O Ministério Público (MP) – por meio do promotor Eduardo Fantinati  – propôs à Justiça, no dia 3 de maio, em face dos oito réus citados acima, uma Ação Civil Pública por Ato de Improbidade Administrativa.

O Inquérito Civil que instrui a ação – para apurar irregularidades no processo licitatório que culminou na contratação da Construtora “T” para a execução de construção de placas de cimento no cemitério público de Arcos, durante o exercício 2011 – foi instaurado no dia 15 de novembro de 2011. Antes disso, em 4 de setembro de 2011, o Portal CCO noticiou que uma placa de túmulo havia quebrado em cima de um caixão no cemitério municipal de Arcos, quando foi verificado o uso de bambu em vez de ferragem.

 

Suspeita de disputa “forjada” no Processo Licitatório – O MP analisou a cópia do processo licitatório 228/2010, cujo objeto foi contratação de empresa para execução de serviços de manutenção, conservação e realização de sepultamentos, com construção de carneiras, no cemitério Municipal, no exercício 2011, tendo como empresa vencedora a Construtora “T”.  Foi verificado que, formalmente, apenas duas pessoas jurídicas participaram da licitação: Construtora “T” e Construtora “A”. Uma vez que a Construtora “A” não apresentou toda a documentação solicitada no edital, a mesma foi declarada inabilitada e a Construtora “T” foi julgada como vencedora. A oferta foi no valor aproximado de R$70 mil, quase o valor limite permitindo pelo edital.  A licitação foi homologada pelo ex-prefeito.

Consta no texto da Ação proposta à Justiça pelo Ministério Público, que o pai e dois filhos “constituíram formalmente duas pessoas jurídicas – Construtora “T” e Construtora “A” – com o claro propósito de forjar disputa no processo licitatório [...], visando ao enriquecimento ilícito deles próprios”.

Em entrevista ao CCO, Dr.
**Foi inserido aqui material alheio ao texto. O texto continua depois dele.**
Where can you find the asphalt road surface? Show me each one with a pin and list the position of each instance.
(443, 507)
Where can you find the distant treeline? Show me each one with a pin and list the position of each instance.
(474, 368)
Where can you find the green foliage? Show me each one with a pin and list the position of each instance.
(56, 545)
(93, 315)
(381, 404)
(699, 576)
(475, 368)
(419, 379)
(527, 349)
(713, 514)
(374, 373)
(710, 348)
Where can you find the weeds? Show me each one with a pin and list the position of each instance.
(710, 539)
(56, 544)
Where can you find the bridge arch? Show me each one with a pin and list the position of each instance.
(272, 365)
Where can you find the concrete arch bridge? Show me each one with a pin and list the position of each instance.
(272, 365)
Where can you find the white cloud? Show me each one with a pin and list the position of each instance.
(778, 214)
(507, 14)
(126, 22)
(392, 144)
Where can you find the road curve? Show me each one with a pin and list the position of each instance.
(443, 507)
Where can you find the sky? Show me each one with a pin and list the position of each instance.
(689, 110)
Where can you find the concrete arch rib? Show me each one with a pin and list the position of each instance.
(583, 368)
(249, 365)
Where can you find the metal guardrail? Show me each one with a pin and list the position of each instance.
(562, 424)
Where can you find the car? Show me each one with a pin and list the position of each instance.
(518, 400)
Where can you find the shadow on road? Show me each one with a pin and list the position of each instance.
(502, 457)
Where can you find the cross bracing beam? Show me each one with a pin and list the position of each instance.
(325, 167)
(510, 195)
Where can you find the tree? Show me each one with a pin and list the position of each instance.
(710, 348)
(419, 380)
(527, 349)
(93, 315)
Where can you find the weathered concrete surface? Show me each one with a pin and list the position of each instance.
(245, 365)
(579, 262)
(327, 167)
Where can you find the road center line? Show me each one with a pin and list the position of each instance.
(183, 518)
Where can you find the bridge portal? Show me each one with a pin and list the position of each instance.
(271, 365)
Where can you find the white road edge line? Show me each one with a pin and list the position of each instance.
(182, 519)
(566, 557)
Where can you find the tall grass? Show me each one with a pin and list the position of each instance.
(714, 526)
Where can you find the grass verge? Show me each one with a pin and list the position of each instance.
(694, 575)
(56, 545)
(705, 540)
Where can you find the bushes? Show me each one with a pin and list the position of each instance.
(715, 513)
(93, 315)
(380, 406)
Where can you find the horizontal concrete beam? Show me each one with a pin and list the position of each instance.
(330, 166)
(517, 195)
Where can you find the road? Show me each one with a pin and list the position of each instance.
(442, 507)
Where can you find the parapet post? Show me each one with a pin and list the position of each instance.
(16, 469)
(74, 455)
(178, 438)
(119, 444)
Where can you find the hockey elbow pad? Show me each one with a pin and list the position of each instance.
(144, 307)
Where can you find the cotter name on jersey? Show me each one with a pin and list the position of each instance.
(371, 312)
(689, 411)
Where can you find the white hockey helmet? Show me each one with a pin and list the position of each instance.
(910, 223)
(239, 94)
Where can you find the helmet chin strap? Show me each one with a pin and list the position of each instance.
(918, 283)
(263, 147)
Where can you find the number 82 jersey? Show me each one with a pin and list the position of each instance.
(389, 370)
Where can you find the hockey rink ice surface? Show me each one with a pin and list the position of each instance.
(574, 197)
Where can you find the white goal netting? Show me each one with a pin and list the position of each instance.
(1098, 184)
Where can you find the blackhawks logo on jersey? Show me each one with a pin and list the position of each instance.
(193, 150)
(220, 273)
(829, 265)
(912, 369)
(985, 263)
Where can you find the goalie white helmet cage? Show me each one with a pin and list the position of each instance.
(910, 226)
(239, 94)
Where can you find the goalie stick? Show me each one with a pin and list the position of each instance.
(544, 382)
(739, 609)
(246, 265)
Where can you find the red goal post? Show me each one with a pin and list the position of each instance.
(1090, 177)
Eduardo Fantinati disse: “Eles fizeram de conta que concorreram na licitação para prestar serviço para o cemitério. Em nenhum momento foram fiscalizados pelos engenheiros. A presidente da Comissão de Licitação fechou os olhos para todas as irregularidades e o ex-prefeito conhecia a situação de que era um grupo familiar”.

 

Suspeita de fraudes – Também está no texto da Ação proposta pelo MP, que foram verificas “nítidas fraudes” no processo licitatório. Foi apurado – conforme relata o MP – que os dois engenheiros, a presidente da Comissão de Licitação e o ex-prefeito tinham conhecimento de que ambas as empresas pertenciam ao mesmo grupo familiar e numa única pessoa jurídica, gerida pelo “pai”, que contava com o auxílio dos dois filhos.

Consta na Ação que o pai, “formalmente administrador apenas da Construtora “A”, assinou o “termo de rescisão amigável” da Construtora “T” com o Município, em 30 de agosto de 2011. O ex-prefeito e a presidente da Comissão de Licitação à época também assinaram esse documento.  

Outra informação curiosa é que a Construtora “T” nunca manteve seu estabelecimento nos endereços indicados, segundo o MP. Os responsáveis mantinham seu escritório na própria residência da família.

A Promotoria de Justiça afirma que o processo licitatório contém inúmeras irregularidades, que somente podem ser entendidas como propositais para o enriquecimento ilícito de um grupo em prejuízo da coletividade. “[...] A fraude perpetrada pelos requeridos foi tão grosseiramente arquitetada e executada que a minuta do contrato que acompanhou o edital do processo licitatório foi confeccionada com os dados da Construtora “T”, a indicar, mais uma vez, que esta empresa fora previamente selecionada, pelos requeridos, para vencer o fajuto certame”, escreve o promotor.

 

Engenheiros da Prefeitura não teriam fiscalizado o serviço. Um deles alegou que não gosta de ir a cemitérios

Foi apurado que nunca houve fiscalização dos trabalhos realizados pela Construtora, o que era responsabilidade dos dois engenheiros que figuram como réus. Um deles alegou ao MP que “deixou de realizar fiscalização e acompanhamento dos serviços porque não gosta de ir em cemitérios (...)”.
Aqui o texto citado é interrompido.